Forecast: May sales in the Mobile area were 41 units or 9.3 percent above the Alabama Center for Real Estate’s (ACRE) monthly forecast. ACRE projected 441 total sales during May, while there were 482 actual sales during the month. ACRE’s year-to-date forecast projected 1,877 sales in the area through May, while there were 1,856 actual year-to-date sales.
Supply: The Mobile-area housing inventory in May was 1,524 units, a decrease of 19.4 percent from May 2017. Inventory has declined 59.3 percent from the 10-year May peak of 3,749 units reached in 2010.
Demand: May sales increased 8.6 percent from April. Homes selling in the area during May averaged 71 days on the market, a decrease of 30 days from the days-on-market average from the same month in 2017. Homes sold 30 days faster than the five-year May average of 101 days on the market.
Seeking balance: The inventory of homes for sale divided by the current monthly sales volume equals the number of months of housing supply. Most real estate professionals consider the market to be in balance at approximately 6 months of housing supply. The Mobile area has 3.2 months of housing supply, down from 4.9 months during the same period in 2017. The five-year average for the month of May is 6.2 months of housing supply.
Pricing: The Mobile-area median sales price in May was $149,250, an increase of 12.6 percent from this time last year. The May median sales price increased .7 percent from the previous month. Median sales prices can fluctuate from month to month as the sample size of data is subject to seasonal buying patterns. ACRE highly recommends consulting with a local real estate professional to discuss prices, which can vary from neighborhood to neighborhood.
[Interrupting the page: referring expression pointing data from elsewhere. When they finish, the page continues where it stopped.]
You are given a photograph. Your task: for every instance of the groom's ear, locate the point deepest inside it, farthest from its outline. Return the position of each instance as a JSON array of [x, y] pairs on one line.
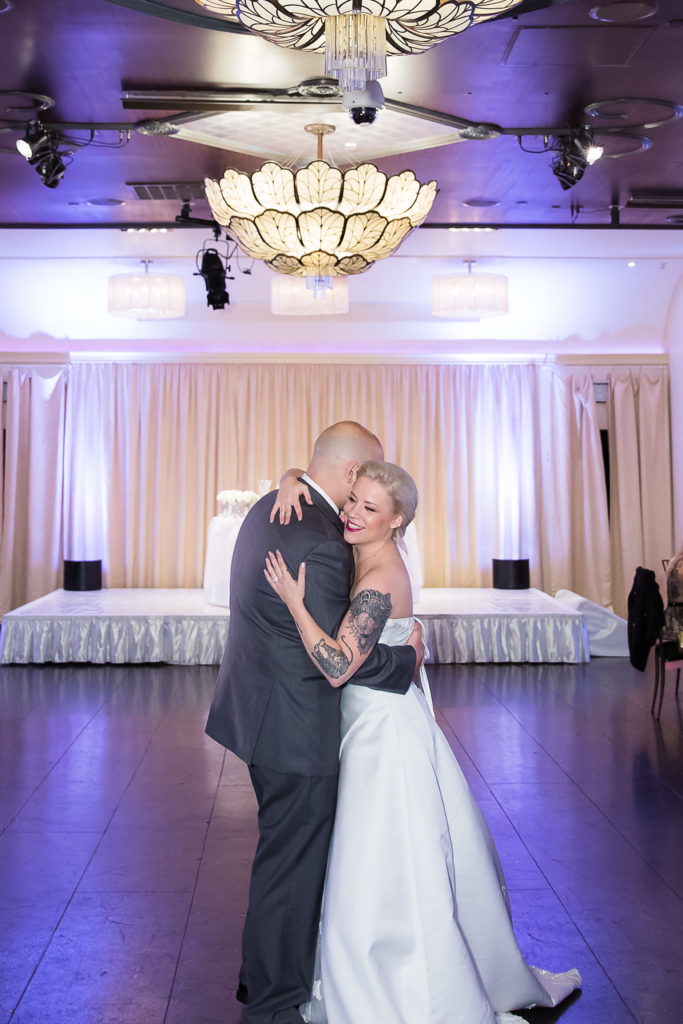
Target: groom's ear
[[351, 471]]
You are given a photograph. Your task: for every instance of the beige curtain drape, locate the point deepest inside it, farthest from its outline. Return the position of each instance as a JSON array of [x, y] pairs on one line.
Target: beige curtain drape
[[574, 527], [31, 487], [641, 492], [153, 444], [506, 457]]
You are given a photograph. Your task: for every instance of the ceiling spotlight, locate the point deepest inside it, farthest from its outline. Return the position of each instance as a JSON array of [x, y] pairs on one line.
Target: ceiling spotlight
[[574, 154], [39, 147], [213, 271], [364, 104]]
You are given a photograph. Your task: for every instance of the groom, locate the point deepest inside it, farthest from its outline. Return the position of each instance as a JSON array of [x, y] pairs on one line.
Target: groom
[[279, 714]]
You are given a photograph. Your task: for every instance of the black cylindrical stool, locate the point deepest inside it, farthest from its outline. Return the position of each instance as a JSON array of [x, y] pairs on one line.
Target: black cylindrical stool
[[83, 574], [511, 573]]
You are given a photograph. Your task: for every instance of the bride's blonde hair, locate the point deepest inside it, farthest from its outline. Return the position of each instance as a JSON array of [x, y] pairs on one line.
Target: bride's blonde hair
[[398, 484]]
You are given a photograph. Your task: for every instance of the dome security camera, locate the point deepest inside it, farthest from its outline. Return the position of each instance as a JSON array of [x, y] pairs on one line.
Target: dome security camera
[[364, 104]]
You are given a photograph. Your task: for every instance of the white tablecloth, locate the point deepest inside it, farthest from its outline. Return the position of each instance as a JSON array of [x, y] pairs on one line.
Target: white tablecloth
[[222, 534], [179, 627]]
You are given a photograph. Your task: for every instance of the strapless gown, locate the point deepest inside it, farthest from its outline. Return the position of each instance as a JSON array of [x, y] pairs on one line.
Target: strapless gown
[[416, 925]]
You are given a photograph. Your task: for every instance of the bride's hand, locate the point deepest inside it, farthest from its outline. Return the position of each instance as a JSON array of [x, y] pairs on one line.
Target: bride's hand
[[280, 579], [289, 497]]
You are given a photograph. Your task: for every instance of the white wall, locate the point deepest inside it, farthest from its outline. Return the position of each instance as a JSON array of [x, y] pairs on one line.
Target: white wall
[[571, 293]]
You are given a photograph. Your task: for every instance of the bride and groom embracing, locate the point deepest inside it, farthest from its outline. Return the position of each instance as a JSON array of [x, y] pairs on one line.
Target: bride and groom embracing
[[376, 894]]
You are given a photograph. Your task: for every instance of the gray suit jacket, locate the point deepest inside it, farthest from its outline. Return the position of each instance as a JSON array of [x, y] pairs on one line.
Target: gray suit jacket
[[271, 707]]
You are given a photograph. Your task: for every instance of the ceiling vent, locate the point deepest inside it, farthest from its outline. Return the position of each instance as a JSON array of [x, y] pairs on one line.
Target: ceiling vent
[[182, 192], [655, 199]]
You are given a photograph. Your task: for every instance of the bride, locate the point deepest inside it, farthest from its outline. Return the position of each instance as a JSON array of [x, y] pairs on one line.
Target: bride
[[416, 924]]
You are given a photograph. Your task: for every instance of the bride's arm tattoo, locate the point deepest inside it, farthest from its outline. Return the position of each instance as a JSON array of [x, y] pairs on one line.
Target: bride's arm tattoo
[[368, 613], [334, 663]]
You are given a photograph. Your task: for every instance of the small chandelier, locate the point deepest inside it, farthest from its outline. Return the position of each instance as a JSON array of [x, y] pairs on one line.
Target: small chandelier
[[319, 222], [294, 297], [146, 296], [357, 35], [470, 296]]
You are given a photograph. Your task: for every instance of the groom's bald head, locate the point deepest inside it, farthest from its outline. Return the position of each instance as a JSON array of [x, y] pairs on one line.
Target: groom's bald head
[[347, 439], [338, 453]]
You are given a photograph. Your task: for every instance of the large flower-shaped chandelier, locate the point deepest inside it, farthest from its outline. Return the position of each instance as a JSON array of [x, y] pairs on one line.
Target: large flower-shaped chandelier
[[357, 35], [318, 221]]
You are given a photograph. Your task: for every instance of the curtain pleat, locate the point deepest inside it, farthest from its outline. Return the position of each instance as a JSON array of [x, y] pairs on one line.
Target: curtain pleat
[[641, 493], [32, 484]]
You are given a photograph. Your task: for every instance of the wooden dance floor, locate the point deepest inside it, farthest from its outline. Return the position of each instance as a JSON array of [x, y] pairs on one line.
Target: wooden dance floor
[[178, 627]]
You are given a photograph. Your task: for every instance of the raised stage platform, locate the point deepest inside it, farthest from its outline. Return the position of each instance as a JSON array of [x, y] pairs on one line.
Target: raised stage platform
[[178, 627]]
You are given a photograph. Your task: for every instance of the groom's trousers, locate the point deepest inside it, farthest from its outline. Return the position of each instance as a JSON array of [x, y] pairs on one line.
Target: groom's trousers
[[295, 819]]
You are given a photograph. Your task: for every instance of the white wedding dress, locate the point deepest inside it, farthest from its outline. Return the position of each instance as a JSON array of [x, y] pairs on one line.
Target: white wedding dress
[[416, 926]]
Industry perspective: In both Alabama and the United States, the spring home-buying season has been affected greatly by very low inventory levels. April residential listings decreased 10 percent in the state and decreased 6 percent nationwide from one year ago. Residential sales in Alabama, however, increased 16 percent from one year ago, which is impressive considering the 10 percent drop in inventory. Home price appreciation cooled off somewhat as the statewide median sales price increased 2 percent from one year ago, while it increased 7 percent during the first quarter of the year. Going forward, home sales prices are expected to continue their upward climb during the summer as inventory levels are likely to repeat the declines that were seen during the spring.